Daha Ocak ayına girmeden arıcılar bahar moduna girmeye başladılar.Bunda havaların iyi gitmesi başlıca faktör.Gelen soruların konuları arıcılarımızın en azından zihnen baharı görmeye başladıklarını gösteriyor.Ama henüz erken.”Arı almak istiyorum hangi ırkı tercih etmeliyim? Filan ırk çok iyi imiş sizin düşünceniz nedir?” şeklinde ki sorular yoğunlaştı.
Öncelikle Aralık sonu itibariyle arı alınamayacağına göre en az üç ay beklememiz gerekmekte.Kovanların rahat muayene edilebileceği,arıların genel durumunun görülerek alınabileceği Mart, Nisan aylarını beklememizde fayda var..
Filan ırk diğerlerinden üstün şeklinde yargı yersiz ve anlamsız.Bilimsel gerçeklerle örtüşür yanı yok.Ancak diğer ırklarda kıyaslandığında kendi yöresinde üstün performans gösteren ırklar mevcuttur.Tabi arıcılarımız bu anlayışa kendiliğinden gelmediler.O halde ne oldu da üstün ırk furyası aldı başını gidiyor?
Özellikle bazı ana arı üreticileri, kendi ürettikleri ırkların rakipsiz şampiyon ırklar odluklarını arıcılık kamuoyuna dayatmaya çalışıyorlar.Bu arada iyi niyetli dürüstçe iş üretenleri tenzih ederiz.Maksadımız kimseyi töhmet altında bırakmak değildir.”Yarası olan gocunsun.” “Ticaret Ahlakı” diye bir şey var. Çok kazanmak adına arıcının ümit ve hayalleriyle oynamak ciddi ahlak zafiyeti olsa gerek.Bu gün arıcılık konusuna azıcık ilgi duyan herkes bilir ki en değerli ırk ve ya ekotip kendi içinde bulunduğu bölgenin coğrafik ve meteorolojik şartlarına uyum sağlamış genotiplerdir.Sanki böyle bir gerçek yokmuş gibi elinde bulunan ırkı bin bir gerçeği çiğneyerek insanları kandırmaya çalışmanın ne manaya geldiğinin izahını ben yapamam.İşin uzmanları bu tür davranış bozukluklarına hiç de hoş olmayan isimler vermekteler.

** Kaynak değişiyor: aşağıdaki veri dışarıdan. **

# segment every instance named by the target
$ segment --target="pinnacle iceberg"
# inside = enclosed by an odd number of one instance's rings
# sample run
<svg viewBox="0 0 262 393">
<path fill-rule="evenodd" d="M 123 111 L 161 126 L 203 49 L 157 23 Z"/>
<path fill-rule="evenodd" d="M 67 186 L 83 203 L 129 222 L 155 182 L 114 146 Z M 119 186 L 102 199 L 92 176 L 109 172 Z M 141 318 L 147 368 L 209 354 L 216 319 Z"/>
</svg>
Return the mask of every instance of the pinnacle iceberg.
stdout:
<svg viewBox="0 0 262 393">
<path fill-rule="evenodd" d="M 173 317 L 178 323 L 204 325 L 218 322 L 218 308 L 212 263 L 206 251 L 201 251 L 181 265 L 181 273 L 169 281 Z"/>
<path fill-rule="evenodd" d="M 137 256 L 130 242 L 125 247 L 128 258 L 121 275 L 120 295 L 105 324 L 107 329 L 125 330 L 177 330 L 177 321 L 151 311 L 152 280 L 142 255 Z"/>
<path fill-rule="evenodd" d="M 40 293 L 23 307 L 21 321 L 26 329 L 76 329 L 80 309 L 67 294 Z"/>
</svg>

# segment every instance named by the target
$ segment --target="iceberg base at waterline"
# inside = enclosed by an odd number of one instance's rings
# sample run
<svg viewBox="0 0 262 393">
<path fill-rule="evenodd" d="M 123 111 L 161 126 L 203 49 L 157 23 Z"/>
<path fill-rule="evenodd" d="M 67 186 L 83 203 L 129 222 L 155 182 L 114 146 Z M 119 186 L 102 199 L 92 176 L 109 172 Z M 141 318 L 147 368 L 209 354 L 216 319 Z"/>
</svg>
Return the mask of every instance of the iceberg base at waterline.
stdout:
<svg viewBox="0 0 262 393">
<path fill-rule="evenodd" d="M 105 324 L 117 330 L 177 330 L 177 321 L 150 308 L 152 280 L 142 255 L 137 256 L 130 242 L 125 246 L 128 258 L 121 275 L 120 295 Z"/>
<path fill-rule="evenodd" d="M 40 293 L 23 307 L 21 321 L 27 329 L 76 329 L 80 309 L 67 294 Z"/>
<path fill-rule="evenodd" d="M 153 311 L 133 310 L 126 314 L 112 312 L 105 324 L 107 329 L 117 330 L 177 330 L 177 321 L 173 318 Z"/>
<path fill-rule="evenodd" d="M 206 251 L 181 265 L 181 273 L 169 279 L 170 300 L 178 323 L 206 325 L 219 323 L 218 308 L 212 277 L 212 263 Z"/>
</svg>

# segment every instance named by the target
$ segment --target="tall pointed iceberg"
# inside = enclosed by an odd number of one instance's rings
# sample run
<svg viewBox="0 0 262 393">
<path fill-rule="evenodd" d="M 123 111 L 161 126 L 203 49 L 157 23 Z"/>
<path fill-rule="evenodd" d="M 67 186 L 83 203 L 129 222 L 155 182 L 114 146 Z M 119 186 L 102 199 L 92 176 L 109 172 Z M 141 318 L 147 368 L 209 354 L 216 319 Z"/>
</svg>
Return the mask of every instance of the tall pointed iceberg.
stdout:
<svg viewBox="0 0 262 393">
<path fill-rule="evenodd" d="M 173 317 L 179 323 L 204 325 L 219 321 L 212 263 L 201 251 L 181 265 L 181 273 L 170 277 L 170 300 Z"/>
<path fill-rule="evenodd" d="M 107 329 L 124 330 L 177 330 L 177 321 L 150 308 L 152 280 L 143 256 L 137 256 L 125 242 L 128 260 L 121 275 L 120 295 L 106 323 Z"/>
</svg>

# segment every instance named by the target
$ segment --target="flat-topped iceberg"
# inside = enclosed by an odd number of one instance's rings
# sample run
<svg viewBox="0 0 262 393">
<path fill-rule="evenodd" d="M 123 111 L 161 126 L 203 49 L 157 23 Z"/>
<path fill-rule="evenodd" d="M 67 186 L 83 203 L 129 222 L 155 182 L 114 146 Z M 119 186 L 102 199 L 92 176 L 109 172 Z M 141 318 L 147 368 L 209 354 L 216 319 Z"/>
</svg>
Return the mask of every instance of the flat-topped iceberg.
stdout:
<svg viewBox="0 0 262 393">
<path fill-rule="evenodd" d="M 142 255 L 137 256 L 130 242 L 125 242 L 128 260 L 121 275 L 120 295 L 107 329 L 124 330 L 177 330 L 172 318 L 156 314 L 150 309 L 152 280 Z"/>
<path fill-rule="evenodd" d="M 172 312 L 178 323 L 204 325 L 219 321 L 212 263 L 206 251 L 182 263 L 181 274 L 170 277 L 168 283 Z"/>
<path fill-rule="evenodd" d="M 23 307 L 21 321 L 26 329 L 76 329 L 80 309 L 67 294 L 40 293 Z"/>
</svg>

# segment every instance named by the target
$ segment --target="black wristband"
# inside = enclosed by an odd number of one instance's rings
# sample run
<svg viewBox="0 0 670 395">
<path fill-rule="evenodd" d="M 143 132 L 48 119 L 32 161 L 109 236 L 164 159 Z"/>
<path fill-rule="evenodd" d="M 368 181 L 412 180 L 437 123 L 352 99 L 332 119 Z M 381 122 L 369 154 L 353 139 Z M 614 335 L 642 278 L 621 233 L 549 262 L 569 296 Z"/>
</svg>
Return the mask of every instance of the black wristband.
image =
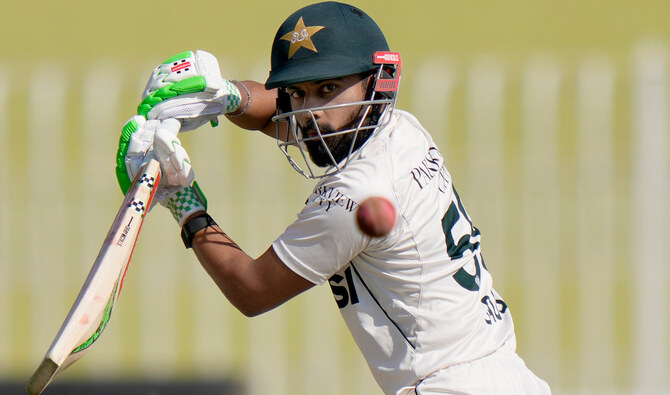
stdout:
<svg viewBox="0 0 670 395">
<path fill-rule="evenodd" d="M 216 222 L 209 216 L 209 214 L 200 214 L 186 221 L 181 228 L 181 240 L 184 242 L 186 248 L 193 246 L 193 237 L 198 231 L 203 230 L 209 226 L 217 225 Z"/>
</svg>

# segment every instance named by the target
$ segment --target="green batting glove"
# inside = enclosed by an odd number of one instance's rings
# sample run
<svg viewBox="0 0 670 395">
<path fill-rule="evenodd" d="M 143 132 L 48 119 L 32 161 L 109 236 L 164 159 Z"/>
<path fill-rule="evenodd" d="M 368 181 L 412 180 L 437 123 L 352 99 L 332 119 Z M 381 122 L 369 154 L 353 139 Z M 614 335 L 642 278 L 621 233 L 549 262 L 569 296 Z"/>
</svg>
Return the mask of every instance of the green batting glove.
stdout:
<svg viewBox="0 0 670 395">
<path fill-rule="evenodd" d="M 240 91 L 221 77 L 219 63 L 205 51 L 182 52 L 157 66 L 144 89 L 137 113 L 147 119 L 179 119 L 181 131 L 207 122 L 240 107 Z"/>
</svg>

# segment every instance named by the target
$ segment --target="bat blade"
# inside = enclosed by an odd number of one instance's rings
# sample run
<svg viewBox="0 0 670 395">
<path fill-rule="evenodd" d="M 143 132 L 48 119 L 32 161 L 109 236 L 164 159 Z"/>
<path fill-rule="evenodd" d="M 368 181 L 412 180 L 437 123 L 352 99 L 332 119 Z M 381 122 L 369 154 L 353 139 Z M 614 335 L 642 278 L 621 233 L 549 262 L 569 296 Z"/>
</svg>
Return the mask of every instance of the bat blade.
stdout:
<svg viewBox="0 0 670 395">
<path fill-rule="evenodd" d="M 42 393 L 89 350 L 107 326 L 160 178 L 156 160 L 144 164 L 137 173 L 72 308 L 28 381 L 29 394 Z"/>
</svg>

Bir çok bilimsel çalışma, her hangi bir ırkın kendi bölgesinden alınarak asıl bölgesiyle ciddi farklar bulunan bir başka bölgeye nakledildiğinde asıl bölgesinde gösterdiği performansı gösteremediğini ortaya koymaktadır.Bu gerçeğe rağmen “bütün arıcılar benim ürettiğim ırkla çalışmalıdır. Başka ırkla çalışırsanız hüsrana uğrarsınız.” gibi propagandalar üreten ve tüketen adına da talihsizliktir. Burada devlet otoritesine görev düşmektedir. Ör: Artvin’ de üretilen ana arıyı Muğla’ya , Muğla’da üretilenin Ardahan’a pazarlanmaması noktasında tedbirler geliştirmelidir.Her üretici kendi bölgesinin arısıyla çalışmayı ilke edinmeli, Tarım Bakanlığı bu konuda çıkaracağı bir yönetmelikle düzenleme getirmelidir.
İnsanımız bilmediği konularda kolay ikna olmaya hazır bir karakter göstermektedir.Bu onun temiz kalpli oluşundan , karşısındaki insanın kendisini aldatmayacağı ön düşüncesinden kaynaklanmaktadır.Ama gerçek öyle değil.Maalesef çok kazanma uğruna atılmadık takla döndürülmedik dolap kalmamaktadır.
Haddimiz olmadığı halde şahsımıza teveccüh göstererek bize sorular yöneltip kendi çapında doğru karar verme arayışında olan arıcı arkadaşlarımı tebrik ediyorum.Sorup soruşturmadan propagandaların cazibesine kapılarak arı almak çoğu kez hüsranla sonuçlanacak macera olmaktan öteye gitmez.Her arıcı arı almadan önce bilimsel kaynaklardan ya da bu konuda kariyer yapmış uzmanların kitaplarından konuya göz atarak bilinçlenmelidir. Hobici işletme sahiplerinin ise kendi ana arılarını kendileri üretmesi en isabetli yoldur.Son cümle; yöresel ekotip veya ırklardan asla şaşılmamalıdır.